L'arcivescovo arrestato in Vaticano
Nel pomeriggio di martedì 23 settembre l’arcivescovo polacco Josef Wesolowski, 66 anni, è stato prelevato dagli agenti della gendarmeria vaticana e messo agli arresti domiciliari, in attesa del processo penale.
In Vaticano non era mai successo. L’ex nunzio apostolico nella Repubblica Dominicana è accusato di abuso minorile per fatti compiuti nel periodo 2008-2013. Secondo l’accusa, Wesolowski avrebbe pagato alcuni ragazzini di Santo Domingo in cambio di prestazioni sessuali. Lo scandalo è emerso grazie all’indagine di una giornalista televisiva dominicana, Nuria Piera, che aveva altersì messo in luce il fatto che Wesolowski fosse un frequentatore abituale dei luoghi di prostituzione minorile; inoltre, nell’agosto di quest’anno, il New York Times aveva pubblicato un’inchiesta con alcune testimoinianze dirette dei ragazzi abusati.
Dopo l’inchiesta, Polonia e Repubblica Dominicana volevano processarlo: da Santo Domingo era stata inviata la documentazione a Varsavia, ma le autorità vaticane bloccarono tutto, facendo sapere che – in quanto cittadino vaticano dotato d’immunità diplomatica – Wesolowski non poteva essere estradato. Nell’agosto 2013 lo richiamarono a Roma, fatto che scatenò un'ondata di polemiche, ma per lui fu annunciato subito un doppio processo, canonico e penale. Alla fine di giugno di quest’anno la Congregazione per la Dottrina della Fede lo condannò alla «dimissione dallo stato clericale».

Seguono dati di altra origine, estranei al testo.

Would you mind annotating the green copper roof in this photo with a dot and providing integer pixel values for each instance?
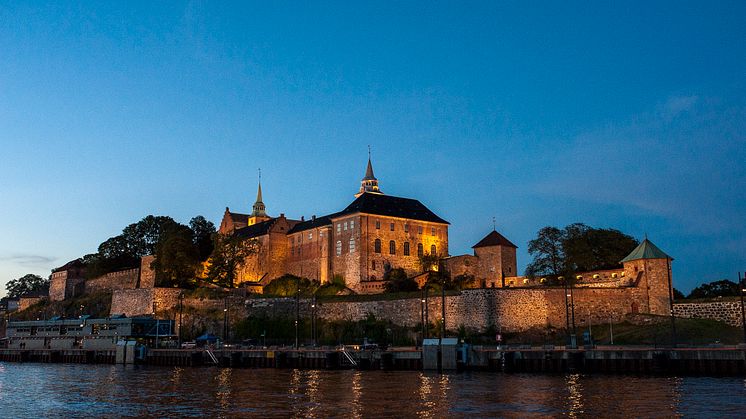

Nella giornata di martedì 23 settembre il promotore di giustizia del Tribunale vaticano lo ha convocato verso le 15 e, come si legge dalla nota diffusa nella serata di martedì dal portavoce vaticano padre Federico Lombardi, «gli ha notificato i capi d’imputazione». L’ex nunzio apostolico di Santo Domingo è stato arrestato in alcuni locali interni allo Stato della Città del Vaticano, precisamente nelle stanze del Collegio dei Penitenzieri, dove è sorvegliato dai gendarmi vaticani. Gli arresti domiciali gli sono stati concessi a causa delle precarie condizioni di salute.

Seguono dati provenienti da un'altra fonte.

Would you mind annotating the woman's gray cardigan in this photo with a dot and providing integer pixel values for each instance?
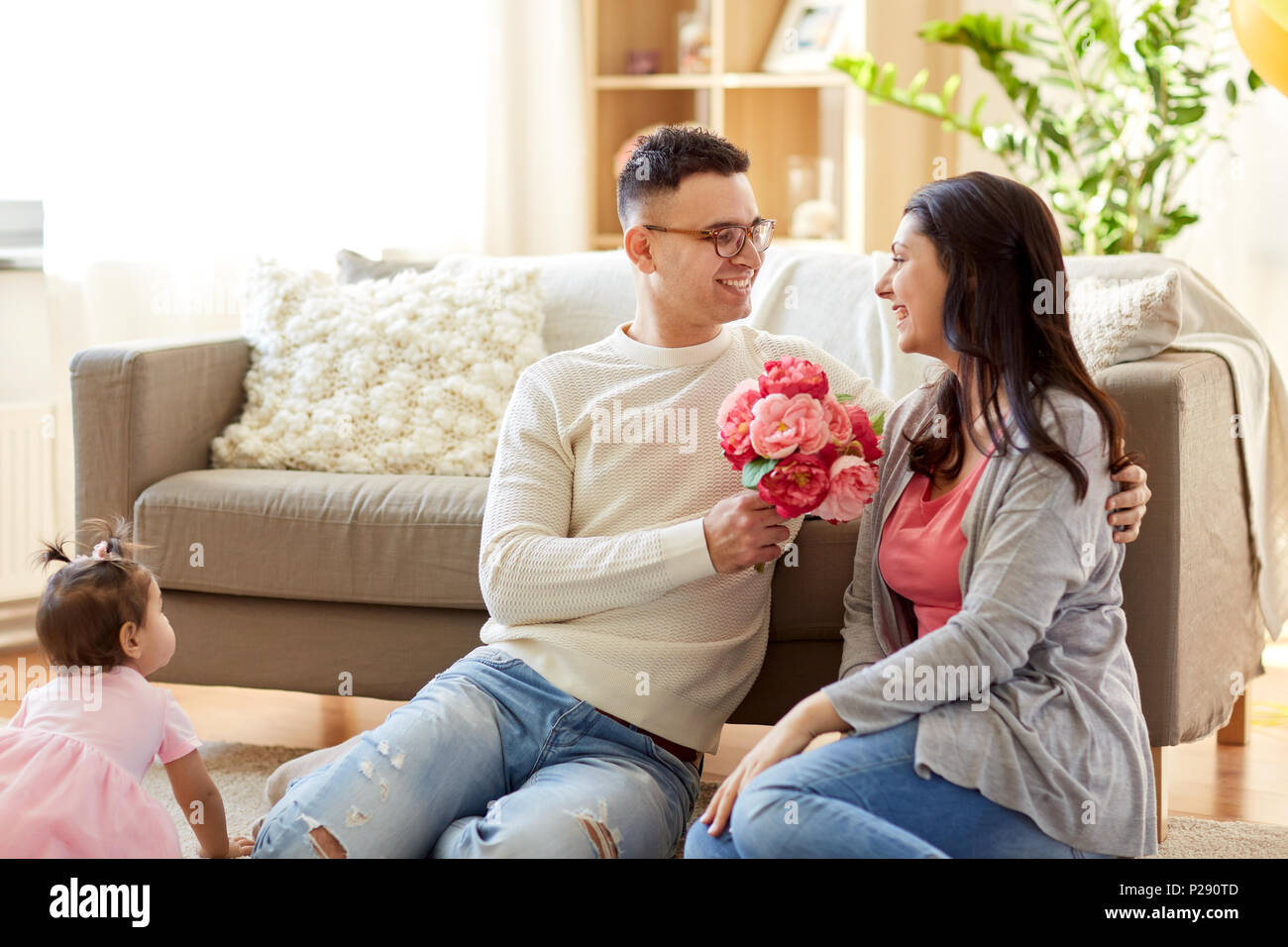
(1059, 733)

Padre Lombardi ha chiuso la nota con una posizione molto netta: «L’iniziativa assunta dagli organi giudiziari dello Stato è conseguente alla volontà espressa del Papa, affinché un caso così grave e delicato venga affrontato senza ritardi, con il giusto e necessario rigore, con assunzione piena di responsabilità da parte delle istituzioni che fanno capo alla Santa Sede». L’arresto è il più eclatante effetto del piano per sconfiggere la pedofilia iniziato da Benedetto XVI e proseguito da Francesco, che nel luglio dello scorso anno aveva reso processabili i diplomatici vaticani e aggravato le pene per i casi di pedofolia nel clero.